Do not use double's as a the key of a map.
Try to use a floating point comparison function if you want to compare two doubles.
1) Your code is buggy: You store a pointer to a local object objSettingsMap which will be destroyed as soon as it goes out of scope. You must store a map obj, not a pointer to it, so the local map will be copied into this object.
2) Maps can become arbitrarily large (i have maps with millions of entrys). If you need speed try hash_maps (part of C++0x, but also available from other sources), which are considerably faster. But adding some hundred entries each second shouldn't be a problem. But befre worring about execution speed you should always use a profiler.
3) I am not really sure if your nested structures MUST be maps. Depending of what number of setting you have, and what values they may have, a structure or bitfield or a vector might be more accurate.
If you need really fast associative containers, try to learn about hashes. Maps are 'fast enough' but not brilliant for some cases.
Try to analyze what is the structure of objects you need to store. If the fields are fixed I'd recommend not to use nested maps.

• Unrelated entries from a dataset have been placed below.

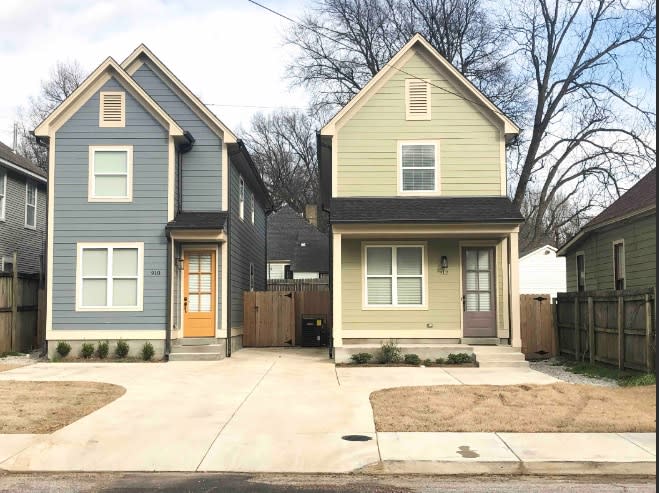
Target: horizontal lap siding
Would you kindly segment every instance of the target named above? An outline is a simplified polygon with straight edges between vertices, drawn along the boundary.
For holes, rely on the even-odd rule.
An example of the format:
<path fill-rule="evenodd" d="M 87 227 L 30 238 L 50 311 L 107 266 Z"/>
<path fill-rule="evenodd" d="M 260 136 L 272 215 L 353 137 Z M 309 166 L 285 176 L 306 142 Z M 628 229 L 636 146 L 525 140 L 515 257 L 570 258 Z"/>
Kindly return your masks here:
<path fill-rule="evenodd" d="M 403 70 L 458 90 L 422 56 Z M 398 72 L 338 132 L 338 195 L 395 196 L 398 142 L 439 140 L 443 195 L 501 195 L 500 131 L 464 99 L 432 87 L 432 120 L 405 120 L 405 80 Z"/>
<path fill-rule="evenodd" d="M 195 138 L 183 155 L 183 210 L 222 210 L 222 141 L 145 63 L 133 74 L 137 83 Z"/>
<path fill-rule="evenodd" d="M 114 79 L 102 91 L 124 91 Z M 53 329 L 139 329 L 166 326 L 168 136 L 126 93 L 126 127 L 99 128 L 94 95 L 56 135 Z M 135 132 L 135 129 L 139 129 Z M 133 146 L 133 202 L 89 203 L 90 145 Z M 76 243 L 144 243 L 144 311 L 76 312 Z M 160 276 L 151 276 L 151 271 Z"/>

At all. Maps are usually intended for 'average' number of indexes. For low number simple lists are more effective because of insert / erase operations lower complexity. For great number of indexes you really need to think about hashing.
Don't forget about memory. std::map is highly dynamic template so on small objects stored you loose tons of memory because of dynamic allocation. Is it what you are really expecting? Once I was involved in std::map usage removal which lowered memory requirements in about 2 times.
If you only need to fill the map at startup and only search for elements (don't need to change structure) I'd recommend simple std::vector with sort applied after all the elems inserted. And then you can just use binary search (as you have sorted vector). Why? std::vector is much more predictable thing. The biggest advantage is continuous memory area.